Tak, ale oprócz tego, że pracujemy głową i rękami, liczy się jeszcze, jak dobrze jesteśmy zorganizowani w tej pracy i jakie mamy do dyspozycji maszyny. To ostatnie udało się dokładnie policzyć. Pracownik w Polsce dysponuje sprzętem za 47 tys. euro, zaś Niemiec ma 135 tys. euro. Im droższe stanowisko tworzy pracodawca, tym zazwyczaj większe kompetencje są potrzebne do pracy na nim i tym wyższa płaca pracownika. Nasi przedsiębiorcy boją się jednak inwestować. I to, co teraz bardzo nas rożni od Niemiec, to stopa inwestycji.
Skąd ten strach?
Ponad 50 zmian w ciągu roku w podstawowych ustawach podatkowych. Czyli nikt nie wie na jakich zasadach będzie rozliczał podatek za 2-5 lat. A więc przedsiębiorca nie wie, czy wydane pieniądze przyniosą mu zysk. Po drugie, rząd stworzył groźny precedens podatków sektorowych. Mamy podatek bankowy, a może będzie handlowy, a potem kto to wie. Może Telekomy będą płacić.

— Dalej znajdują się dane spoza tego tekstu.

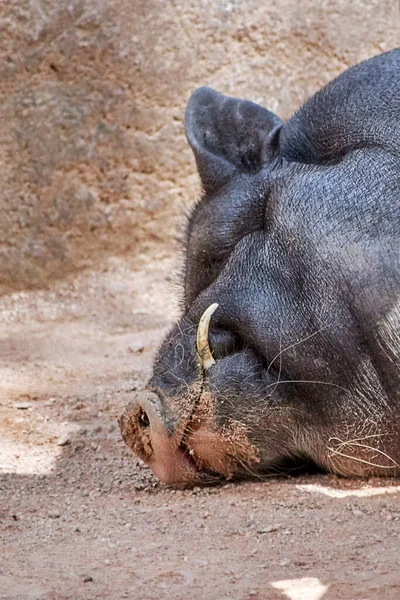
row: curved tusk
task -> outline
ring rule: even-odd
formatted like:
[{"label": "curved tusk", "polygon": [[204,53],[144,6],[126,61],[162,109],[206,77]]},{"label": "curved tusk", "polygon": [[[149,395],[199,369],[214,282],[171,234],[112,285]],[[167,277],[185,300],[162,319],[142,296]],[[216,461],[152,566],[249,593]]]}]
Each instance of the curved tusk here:
[{"label": "curved tusk", "polygon": [[218,308],[218,304],[214,303],[209,306],[202,314],[199,325],[197,327],[197,352],[199,353],[202,367],[208,371],[210,367],[215,365],[215,360],[211,354],[210,345],[208,343],[208,330],[210,327],[211,317]]}]

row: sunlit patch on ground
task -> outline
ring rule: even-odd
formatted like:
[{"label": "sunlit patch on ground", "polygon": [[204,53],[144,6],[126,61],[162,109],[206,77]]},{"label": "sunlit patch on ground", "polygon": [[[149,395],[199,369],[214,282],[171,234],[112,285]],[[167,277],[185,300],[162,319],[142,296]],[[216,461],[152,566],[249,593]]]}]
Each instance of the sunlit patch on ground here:
[{"label": "sunlit patch on ground", "polygon": [[296,485],[298,490],[310,492],[313,494],[322,494],[323,496],[329,496],[330,498],[348,498],[353,496],[355,498],[369,498],[371,496],[381,496],[383,494],[397,494],[400,492],[400,485],[387,486],[387,487],[362,487],[355,490],[337,490],[317,483]]},{"label": "sunlit patch on ground", "polygon": [[43,423],[33,419],[28,429],[27,420],[8,421],[8,430],[0,427],[0,473],[49,474],[63,446],[80,430],[79,425],[69,421]]},{"label": "sunlit patch on ground", "polygon": [[47,475],[54,467],[62,448],[36,446],[2,437],[0,441],[0,473]]},{"label": "sunlit patch on ground", "polygon": [[274,581],[271,585],[290,600],[322,600],[329,587],[323,585],[316,577]]}]

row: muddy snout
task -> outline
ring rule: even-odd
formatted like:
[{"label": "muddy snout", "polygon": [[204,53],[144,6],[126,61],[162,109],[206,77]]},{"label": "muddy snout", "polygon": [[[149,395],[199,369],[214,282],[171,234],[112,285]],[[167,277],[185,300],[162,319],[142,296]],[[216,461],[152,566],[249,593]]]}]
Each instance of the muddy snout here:
[{"label": "muddy snout", "polygon": [[119,418],[124,442],[145,462],[154,455],[154,436],[166,434],[162,405],[156,394],[143,392],[128,404]]},{"label": "muddy snout", "polygon": [[157,394],[138,394],[118,422],[127,446],[161,481],[174,484],[194,478],[195,470],[180,445],[182,428],[166,415]]}]

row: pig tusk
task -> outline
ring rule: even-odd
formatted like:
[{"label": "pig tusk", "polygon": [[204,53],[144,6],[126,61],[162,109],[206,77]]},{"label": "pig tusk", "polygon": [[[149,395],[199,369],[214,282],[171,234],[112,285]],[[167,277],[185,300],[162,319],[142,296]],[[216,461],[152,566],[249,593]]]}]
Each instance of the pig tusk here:
[{"label": "pig tusk", "polygon": [[202,314],[199,325],[197,327],[197,352],[199,353],[202,367],[208,371],[210,367],[215,365],[215,360],[211,354],[210,345],[208,343],[208,329],[212,315],[218,308],[218,304],[211,304]]}]

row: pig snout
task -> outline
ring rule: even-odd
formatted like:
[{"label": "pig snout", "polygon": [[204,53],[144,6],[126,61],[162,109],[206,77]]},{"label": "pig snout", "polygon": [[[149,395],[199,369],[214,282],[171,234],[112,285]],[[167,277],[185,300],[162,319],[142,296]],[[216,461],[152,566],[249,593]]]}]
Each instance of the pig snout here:
[{"label": "pig snout", "polygon": [[188,483],[196,469],[181,446],[179,423],[168,418],[160,398],[153,392],[138,395],[119,419],[122,437],[164,483]]}]

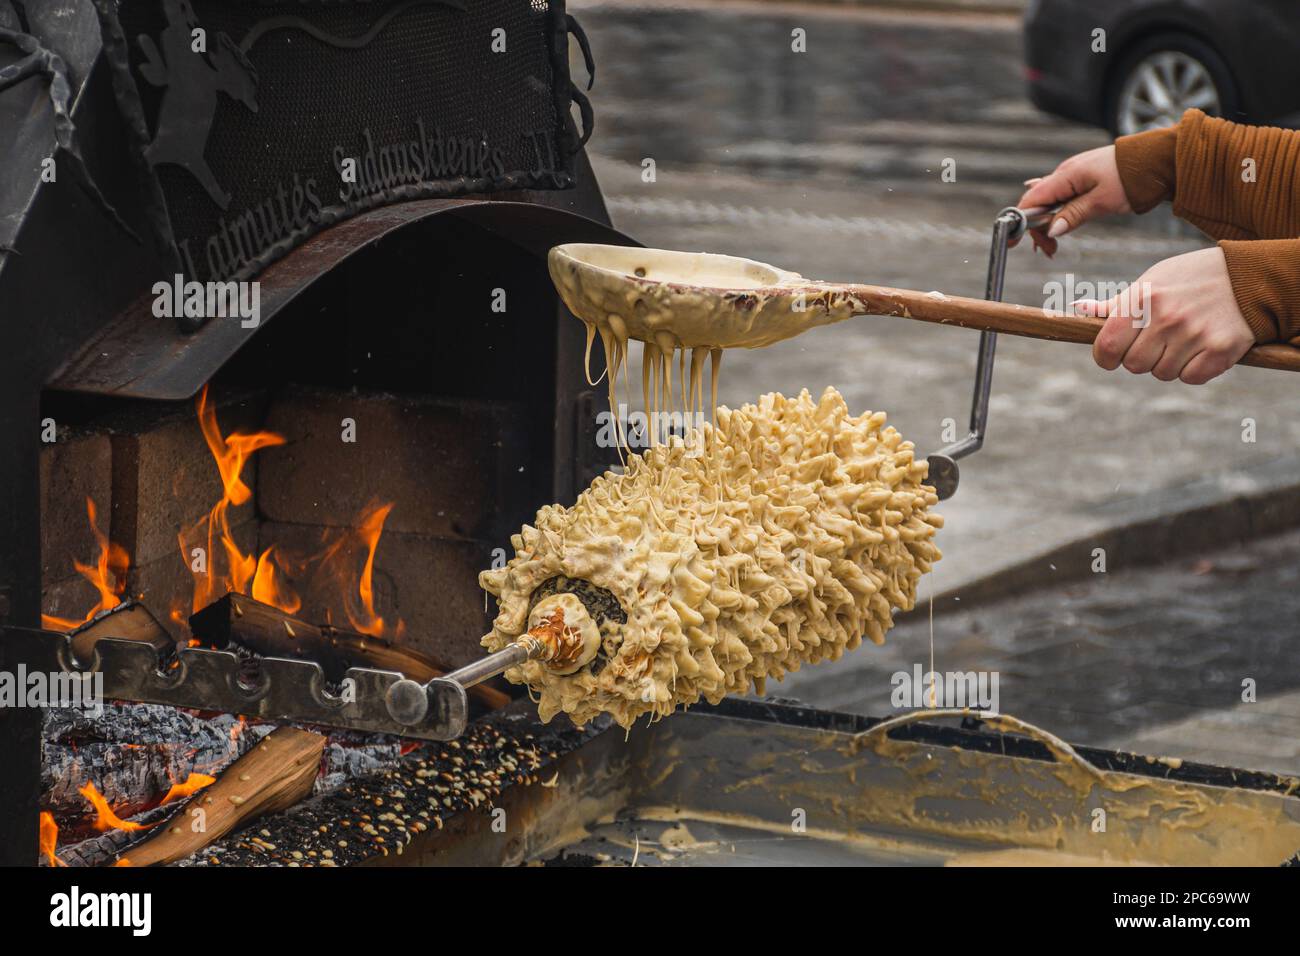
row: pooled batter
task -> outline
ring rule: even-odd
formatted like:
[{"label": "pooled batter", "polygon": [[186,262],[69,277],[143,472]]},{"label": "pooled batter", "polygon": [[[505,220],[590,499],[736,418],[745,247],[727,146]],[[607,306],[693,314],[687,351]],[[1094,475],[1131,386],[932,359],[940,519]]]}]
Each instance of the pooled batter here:
[{"label": "pooled batter", "polygon": [[834,389],[719,408],[692,445],[631,456],[572,508],[542,508],[510,562],[479,576],[500,607],[489,650],[548,622],[583,635],[576,669],[506,672],[543,720],[610,713],[630,727],[761,693],[863,635],[882,643],[940,557],[926,463],[883,412],[853,416]]},{"label": "pooled batter", "polygon": [[763,348],[863,311],[844,286],[737,256],[570,243],[547,266],[564,304],[624,352],[629,337],[668,355]]},{"label": "pooled batter", "polygon": [[[626,377],[632,339],[643,343],[646,410],[674,406],[676,364],[680,408],[690,414],[705,407],[706,362],[708,407],[717,405],[723,349],[763,348],[863,311],[841,287],[736,256],[571,243],[553,248],[547,265],[560,298],[587,327],[588,368],[600,336],[611,412],[619,405],[618,380],[620,373]],[[590,371],[587,381],[596,384]]]}]

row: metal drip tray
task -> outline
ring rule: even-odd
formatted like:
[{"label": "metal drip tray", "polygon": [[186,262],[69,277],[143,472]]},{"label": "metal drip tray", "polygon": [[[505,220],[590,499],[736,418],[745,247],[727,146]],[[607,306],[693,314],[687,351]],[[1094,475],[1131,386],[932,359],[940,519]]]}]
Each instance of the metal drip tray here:
[{"label": "metal drip tray", "polygon": [[917,717],[733,700],[613,728],[511,794],[522,840],[485,820],[421,862],[1278,866],[1300,849],[1295,778]]}]

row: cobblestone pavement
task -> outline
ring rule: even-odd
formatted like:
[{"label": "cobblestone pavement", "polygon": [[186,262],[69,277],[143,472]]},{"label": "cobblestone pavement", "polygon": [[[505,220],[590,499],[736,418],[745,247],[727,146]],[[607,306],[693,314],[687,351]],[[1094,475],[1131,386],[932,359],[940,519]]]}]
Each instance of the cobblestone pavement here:
[{"label": "cobblestone pavement", "polygon": [[[930,667],[922,596],[883,646],[768,692],[895,713],[891,676]],[[996,672],[1004,713],[1072,743],[1300,773],[1300,532],[936,617],[934,668]]]}]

Stąd ta odwieczna przepaść?
Wiele barier udało się już pokonać. Na przykład jeszcze 10 lat temu wąskim gardłem rozwoju była infrastruktura: brak autostrad, linii kolejowych, sieci linii energetycznych. Jeszcze wcześniej barierą była korupcja. Czas prostych rozwiązań minął. Teraz, aby skoczyć naprzód, potrzeba będzie coraz więcej dobrych małych pomysłów i udoskonaleń. Importowania najlepszych pomysłów z zagranicy.
Czy są jakieś nowo tworzone bariery?
Upolitycznienie gospodarki. Nie wierzę na przykład w to, że urzędnicy będą w stanie lepiej inwestować pieniądze niż giełda i bankowcy. Tymczasem powstaje Polski Fundusz Rozwoju, który ma być machiną inwestycyjną rządu. Doświadczenia innych krajów pokazują, że urzędnicy decydują o inwestycjach, bo jest moda, polityczne zamówienie albo lobbing.
W ten sposób branża energetyczna zrzuca się na skupowanie kopalni i pompowanie tam pieniędzy. W ten sposób jest spokój z górnikami. A przedsiębiorcy i obywatele nawet nie zauważą, jak coś tam się doliczy do rachunku.
W jakim tempie Polska powinna się rozwijać, aby zacząć gonić te Niemcy?
Szacowałem, że w takim momencie, jak teraz, to powinno być około 4-4,5 proc. PKB.
Mamy 3.
Co nie jest złym wynikiem. Pogoń za bogatszymi krajami zajmie najwyżej 10-15 lat dłużej.
Rok temu przeskoczyliśmy Grecję i to był news.
Niestety to nie był nasz wypracowany sukces. To raczej Grecja się zwijała, a polska lekko truchtała do przodu.
Wierzy pan, że – jak mówili politycy – już w 2025-2030 roku Polska wejdzie do grona 20 najlepszych gospodarek na świecie?
Jeśli spojrzeć na dane Eurostatu, jesteśmy na 7-8 miejscu wśród najbiedniejszych państw w Europie. Jeśli spojrzeć na wiodące rankingi gospodarcze i kraje G20, to musielibyśmy przeskoczyć np. Szwajcarię.